Input: arr[] = {4, 1, 9, 1, 3, 3}, Q = {{1, 3}, {1, 5}} Output: 3 4 Explanation: For query {1, 3}, elements are {4, 1, 9}. Therefore, count of distinct elements = 3 For query {1, 5}, elements are {4, 1, 9, 1, 3}. Therefore, count of distinct elements = 4 Input: arr[] = {4, 2, 1, 1, 4}, Q = {{2, 4}, {3, 5}} Output: 3 2

Naive Approach: A simple solution is that for every Query, iterate array from L to R and insert elements in a set. Finally, the Size of the set gives the number of distinct elements from L to R. Time Complexity: O(Q * N) Efficient Approach: The idea is to use Merge Sort Tree to solve this problem.

1. We will store the next occurrence of the element in a temporary array.
2. Then for every query from L to R, we will find the number of elements in the temporary array whose values are greater than R in range L to R.

Step 1: Take an array next_right, where next_right[i] holds the next right index of the number i in the array a. Initialize this array as N(length of the array). Step 2: Make a Merge Sort Tree from next_right array and make queries. Queries to calculate the number of distinct elements from L to R is equivalent to find the number of elements from L to R which are greater than R.

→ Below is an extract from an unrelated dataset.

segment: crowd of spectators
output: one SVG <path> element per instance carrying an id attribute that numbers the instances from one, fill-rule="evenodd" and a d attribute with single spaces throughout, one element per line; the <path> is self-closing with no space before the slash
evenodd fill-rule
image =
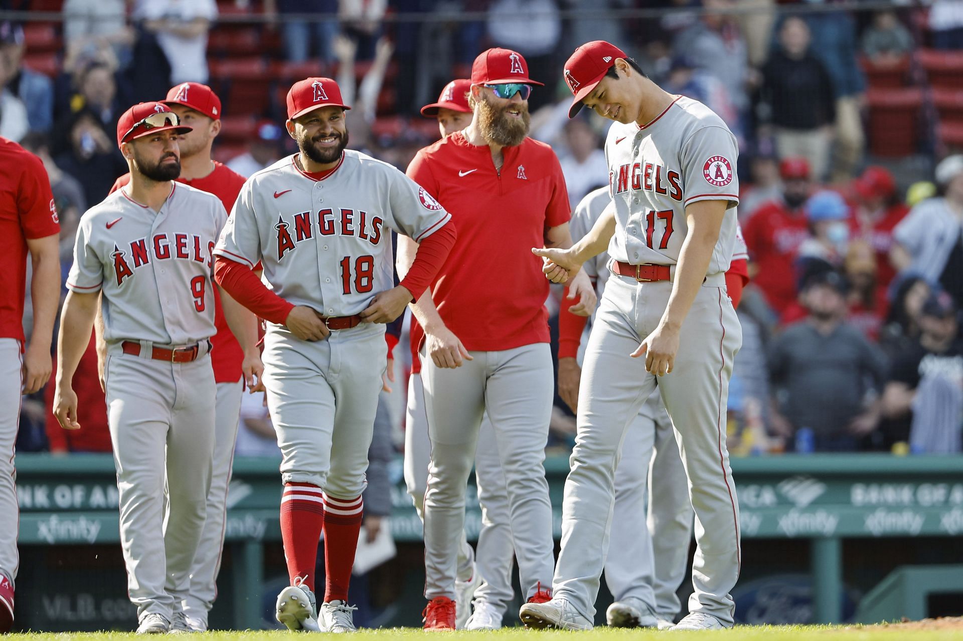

Construction of Merge Sort Tree from given array

• We start with a segment arr[0 . . . n-1].
• Every time we divide the current segment into two halves if it has not yet become a segment of length 1. Then call the same procedure on both halves, and for each such segment, we store the sorted array in each segment as in merge sort.
• Also, the tree will be a Full Binary Tree because we always divide segments into two halves at every level.
• Since the constructed tree is always a full binary tree with n leaves, there will be N-1 internal nodes. So the total number of nodes will be 2*N – 1.

Here is an example. Say 1 5 2 6 9 4 7 1 be an array.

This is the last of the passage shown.